Table 5.
Potential utility of antimicrobial agents for laboratory-confirmed etiologic diagnoses among HIV-infected participants meeting Integrated Management of Adolescent and Adult Illness criteria for septic shock, severe respiratory distress without shock, severe pneumonia, and among those who died in-hospital of febrile illness, Moshi, Tanzania 2007–2008
Septic shock (N = 14) | Severe respiratory distress without shock (N = 26) | Severe pneumonia (N = 54) | In-hospital death (N = 31) | |
---|---|---|---|---|
Ceftriaxone utility (%) | 9 (64) | 3 (12) | 9 (17) | 6 (19) |
Ampicillin + gentamicin utility (%)* | 7 (50) | 4 (15) | 7 (13) | 2 (6) |
Tetracylines utility (%) | 0 | 2 (8) | 5 (9) | −† |
Amphotericin utility (%) | 2 (14) | 5 (19) | 8 (15) | 5 (16) |
Anti-tuberculosis therapy utility (%) | 1 (7) | 2 (8) | 3 (6) | 2 (7) |
NOTE: Denominator for percentage (%) derived from total number of patients within each group, not from total number of diagnoses.

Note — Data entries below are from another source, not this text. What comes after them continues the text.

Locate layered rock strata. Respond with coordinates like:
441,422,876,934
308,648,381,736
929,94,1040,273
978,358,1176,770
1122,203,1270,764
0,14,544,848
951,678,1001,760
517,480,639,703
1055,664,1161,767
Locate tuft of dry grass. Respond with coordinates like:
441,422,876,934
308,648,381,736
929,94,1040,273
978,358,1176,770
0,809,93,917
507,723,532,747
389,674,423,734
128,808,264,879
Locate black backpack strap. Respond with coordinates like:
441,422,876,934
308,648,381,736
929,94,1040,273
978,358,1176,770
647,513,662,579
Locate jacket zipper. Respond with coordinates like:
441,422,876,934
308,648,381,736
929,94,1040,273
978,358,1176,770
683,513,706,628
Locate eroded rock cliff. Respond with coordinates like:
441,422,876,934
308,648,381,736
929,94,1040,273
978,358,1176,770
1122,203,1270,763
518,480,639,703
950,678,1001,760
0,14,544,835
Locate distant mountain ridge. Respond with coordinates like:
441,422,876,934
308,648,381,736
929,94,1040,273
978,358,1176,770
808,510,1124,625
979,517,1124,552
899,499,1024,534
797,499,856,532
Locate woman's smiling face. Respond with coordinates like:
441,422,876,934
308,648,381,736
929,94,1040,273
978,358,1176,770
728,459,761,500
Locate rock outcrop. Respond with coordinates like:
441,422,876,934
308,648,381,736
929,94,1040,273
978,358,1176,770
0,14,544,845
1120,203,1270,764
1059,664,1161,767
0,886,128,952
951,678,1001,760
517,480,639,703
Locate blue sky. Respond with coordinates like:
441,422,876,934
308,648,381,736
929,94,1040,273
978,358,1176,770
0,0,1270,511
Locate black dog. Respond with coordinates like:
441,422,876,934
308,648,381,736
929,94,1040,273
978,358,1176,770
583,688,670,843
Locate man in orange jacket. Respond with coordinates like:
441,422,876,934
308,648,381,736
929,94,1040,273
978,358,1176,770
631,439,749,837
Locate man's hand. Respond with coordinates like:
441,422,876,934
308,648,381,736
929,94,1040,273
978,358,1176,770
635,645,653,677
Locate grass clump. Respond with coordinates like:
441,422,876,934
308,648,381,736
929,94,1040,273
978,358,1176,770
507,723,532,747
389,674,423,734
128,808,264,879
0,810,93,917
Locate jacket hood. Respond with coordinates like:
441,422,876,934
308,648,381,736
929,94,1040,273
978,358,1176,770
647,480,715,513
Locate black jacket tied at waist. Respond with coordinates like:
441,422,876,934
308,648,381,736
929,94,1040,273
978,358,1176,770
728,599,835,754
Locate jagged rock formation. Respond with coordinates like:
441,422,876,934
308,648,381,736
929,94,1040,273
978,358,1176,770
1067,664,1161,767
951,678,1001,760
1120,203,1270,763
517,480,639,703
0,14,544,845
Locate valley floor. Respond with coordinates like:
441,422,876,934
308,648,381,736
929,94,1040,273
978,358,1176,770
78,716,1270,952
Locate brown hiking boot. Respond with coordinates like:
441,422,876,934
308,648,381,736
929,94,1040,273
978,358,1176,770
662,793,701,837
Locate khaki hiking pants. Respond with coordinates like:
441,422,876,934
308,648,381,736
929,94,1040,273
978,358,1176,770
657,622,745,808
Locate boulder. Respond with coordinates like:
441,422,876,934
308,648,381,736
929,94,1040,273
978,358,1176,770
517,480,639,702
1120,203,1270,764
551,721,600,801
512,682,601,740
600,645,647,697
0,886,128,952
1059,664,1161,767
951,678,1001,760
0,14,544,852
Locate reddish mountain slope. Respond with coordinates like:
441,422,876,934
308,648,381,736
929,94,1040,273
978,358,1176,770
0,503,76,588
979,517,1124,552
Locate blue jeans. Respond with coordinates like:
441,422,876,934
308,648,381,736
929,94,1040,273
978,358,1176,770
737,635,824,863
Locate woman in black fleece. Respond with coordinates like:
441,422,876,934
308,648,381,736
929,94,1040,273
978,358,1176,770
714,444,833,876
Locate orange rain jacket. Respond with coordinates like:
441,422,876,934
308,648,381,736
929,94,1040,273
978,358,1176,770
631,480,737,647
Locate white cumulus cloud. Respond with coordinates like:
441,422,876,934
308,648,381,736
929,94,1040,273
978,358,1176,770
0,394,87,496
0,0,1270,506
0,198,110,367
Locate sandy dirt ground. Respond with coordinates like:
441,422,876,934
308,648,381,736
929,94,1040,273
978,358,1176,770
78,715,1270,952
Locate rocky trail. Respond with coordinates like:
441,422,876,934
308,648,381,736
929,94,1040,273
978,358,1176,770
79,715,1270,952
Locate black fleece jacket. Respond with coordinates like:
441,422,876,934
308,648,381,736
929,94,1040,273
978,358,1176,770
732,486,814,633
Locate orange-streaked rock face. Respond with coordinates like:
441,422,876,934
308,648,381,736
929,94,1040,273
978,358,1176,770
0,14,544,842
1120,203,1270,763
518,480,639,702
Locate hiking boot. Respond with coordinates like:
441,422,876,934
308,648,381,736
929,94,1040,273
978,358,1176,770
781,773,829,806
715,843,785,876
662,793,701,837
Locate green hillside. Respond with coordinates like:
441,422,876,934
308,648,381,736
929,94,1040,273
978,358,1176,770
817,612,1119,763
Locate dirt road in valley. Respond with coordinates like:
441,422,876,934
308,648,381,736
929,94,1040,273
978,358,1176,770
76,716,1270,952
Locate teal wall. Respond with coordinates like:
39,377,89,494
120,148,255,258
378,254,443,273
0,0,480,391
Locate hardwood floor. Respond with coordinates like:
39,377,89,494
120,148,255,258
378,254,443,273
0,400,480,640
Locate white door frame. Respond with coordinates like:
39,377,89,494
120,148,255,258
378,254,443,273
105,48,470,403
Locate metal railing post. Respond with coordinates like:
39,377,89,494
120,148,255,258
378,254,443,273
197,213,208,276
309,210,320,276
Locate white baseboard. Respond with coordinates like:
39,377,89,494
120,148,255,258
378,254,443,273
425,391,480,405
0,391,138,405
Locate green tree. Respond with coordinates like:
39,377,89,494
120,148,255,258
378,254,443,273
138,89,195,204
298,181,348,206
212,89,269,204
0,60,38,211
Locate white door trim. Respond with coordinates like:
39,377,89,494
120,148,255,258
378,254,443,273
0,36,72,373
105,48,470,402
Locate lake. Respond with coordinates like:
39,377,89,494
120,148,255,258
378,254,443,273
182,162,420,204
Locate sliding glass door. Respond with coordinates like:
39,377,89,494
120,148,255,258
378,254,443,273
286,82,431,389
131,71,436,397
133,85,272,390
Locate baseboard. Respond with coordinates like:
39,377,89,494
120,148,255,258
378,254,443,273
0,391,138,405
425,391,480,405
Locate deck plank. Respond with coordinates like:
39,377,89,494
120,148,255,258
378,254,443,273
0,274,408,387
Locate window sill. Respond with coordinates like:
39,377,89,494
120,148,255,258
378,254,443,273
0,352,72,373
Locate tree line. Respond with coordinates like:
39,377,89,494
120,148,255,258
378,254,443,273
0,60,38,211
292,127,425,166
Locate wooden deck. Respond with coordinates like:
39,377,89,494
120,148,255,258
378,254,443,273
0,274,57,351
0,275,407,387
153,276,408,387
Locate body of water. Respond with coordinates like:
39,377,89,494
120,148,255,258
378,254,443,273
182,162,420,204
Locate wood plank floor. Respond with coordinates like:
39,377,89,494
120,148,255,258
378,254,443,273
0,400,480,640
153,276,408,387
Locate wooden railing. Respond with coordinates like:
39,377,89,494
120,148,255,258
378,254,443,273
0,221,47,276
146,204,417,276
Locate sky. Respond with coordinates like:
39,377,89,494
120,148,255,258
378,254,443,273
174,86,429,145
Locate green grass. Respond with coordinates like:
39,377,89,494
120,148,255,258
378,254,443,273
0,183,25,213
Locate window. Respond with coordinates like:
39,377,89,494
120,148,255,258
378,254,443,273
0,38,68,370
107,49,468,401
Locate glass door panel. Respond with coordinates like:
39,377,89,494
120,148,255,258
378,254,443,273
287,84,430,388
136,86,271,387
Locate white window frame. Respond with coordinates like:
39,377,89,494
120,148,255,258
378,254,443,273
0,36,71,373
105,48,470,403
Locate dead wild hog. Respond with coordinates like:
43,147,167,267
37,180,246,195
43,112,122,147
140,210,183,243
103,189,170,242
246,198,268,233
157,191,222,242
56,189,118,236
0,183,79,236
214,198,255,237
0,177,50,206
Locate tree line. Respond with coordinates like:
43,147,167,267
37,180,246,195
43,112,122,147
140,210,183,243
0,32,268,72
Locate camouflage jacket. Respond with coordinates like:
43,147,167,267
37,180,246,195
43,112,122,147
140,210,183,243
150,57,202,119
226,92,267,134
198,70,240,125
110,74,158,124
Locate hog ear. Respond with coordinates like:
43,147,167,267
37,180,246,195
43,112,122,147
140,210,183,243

Ampicillin/gentamicin utility calculation includes participants with invasive pneumococcal disease diagnosed by urine antigen and susceptibility of these cases to ampicillin is extrapolated from the study antibiogram (57% of pneumococcal blood isolates were susceptible to ampicillin).
Convalescent serology required to diagnose Q fever, spotted fever group rickettsioses, therefore no confirmed cases among the In-hospital death group.